The amplification (or objectification) of the male form was even more heightened this season as the bare chest made an appearance under coats at Marine Serre and at Prada where shirts were reduced to mere collars, extremely low necklines were seen at Gucci, it was a case of ‘Look ma! No top’ at Dolce and Gabbana, while a game of peek-a-boo at Dior Men, Fendi and Dries Van Noten involved sheer knits and chiffons, and at Ludvovic de Saint Sernin and JW Anderson the most minimal amount of clothing that modesty laws would allow were the order of the day. 


The men’s collections proved once again that the ‘Body Beautiful’ was only descriptive of one type of body.

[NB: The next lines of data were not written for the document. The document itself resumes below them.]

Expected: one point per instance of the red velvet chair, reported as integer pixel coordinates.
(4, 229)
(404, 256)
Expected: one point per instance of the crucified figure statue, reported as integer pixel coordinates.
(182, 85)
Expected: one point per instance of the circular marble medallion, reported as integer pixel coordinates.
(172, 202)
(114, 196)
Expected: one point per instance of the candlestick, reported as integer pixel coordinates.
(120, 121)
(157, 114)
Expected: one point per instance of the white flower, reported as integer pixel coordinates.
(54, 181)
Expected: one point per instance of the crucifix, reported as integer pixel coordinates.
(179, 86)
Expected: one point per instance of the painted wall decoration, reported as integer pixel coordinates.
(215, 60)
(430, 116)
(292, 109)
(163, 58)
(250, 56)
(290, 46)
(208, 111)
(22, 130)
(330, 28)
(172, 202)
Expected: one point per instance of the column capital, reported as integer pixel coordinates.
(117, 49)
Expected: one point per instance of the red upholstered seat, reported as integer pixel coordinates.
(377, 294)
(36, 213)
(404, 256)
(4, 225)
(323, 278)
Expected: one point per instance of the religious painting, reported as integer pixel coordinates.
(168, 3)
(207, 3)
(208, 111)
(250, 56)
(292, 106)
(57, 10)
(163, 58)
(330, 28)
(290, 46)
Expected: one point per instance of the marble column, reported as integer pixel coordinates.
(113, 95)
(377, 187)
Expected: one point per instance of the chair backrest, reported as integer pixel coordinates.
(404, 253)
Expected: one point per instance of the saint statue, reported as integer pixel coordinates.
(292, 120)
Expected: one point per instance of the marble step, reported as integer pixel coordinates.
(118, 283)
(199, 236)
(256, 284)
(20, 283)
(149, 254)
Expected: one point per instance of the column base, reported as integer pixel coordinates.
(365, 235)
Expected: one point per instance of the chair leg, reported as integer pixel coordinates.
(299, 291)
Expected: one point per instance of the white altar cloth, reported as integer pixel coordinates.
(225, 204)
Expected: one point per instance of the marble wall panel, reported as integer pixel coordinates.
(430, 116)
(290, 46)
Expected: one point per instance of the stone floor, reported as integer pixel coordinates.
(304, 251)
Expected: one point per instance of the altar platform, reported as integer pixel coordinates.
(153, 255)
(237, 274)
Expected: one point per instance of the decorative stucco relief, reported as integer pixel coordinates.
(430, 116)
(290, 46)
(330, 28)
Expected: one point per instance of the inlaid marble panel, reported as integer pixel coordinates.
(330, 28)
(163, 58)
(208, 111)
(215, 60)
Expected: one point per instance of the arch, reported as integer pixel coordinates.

But among the sea of sameness were a few standouts, coming once again from the emerging talent who are disrupting the status quo by giving a voice to all who represent their brand community, and their customers. KidSuper, who gathered a cast of real people in the form of comedians to wear his Fall collection, LGN Louis Gabriel Nouchi whose casting choices were applauded and not simply because of the coup of getting Emily in Paris star Lucas Bravo and The White Lotus’s Stefano Gianino, and Doublet.

It is an anomaly as to why menswear designers, and especially those designers who develop both men’s and women’s collection – and have made strides to be inclusive of all body shapes in their women’s shows – haven’t recognised the value in meeting the needs of this under-served market, who also wish to see themselves in a belted tailored coat, cropped blazer, matching leather trouser set, and yes, even a chainmail mini skirt.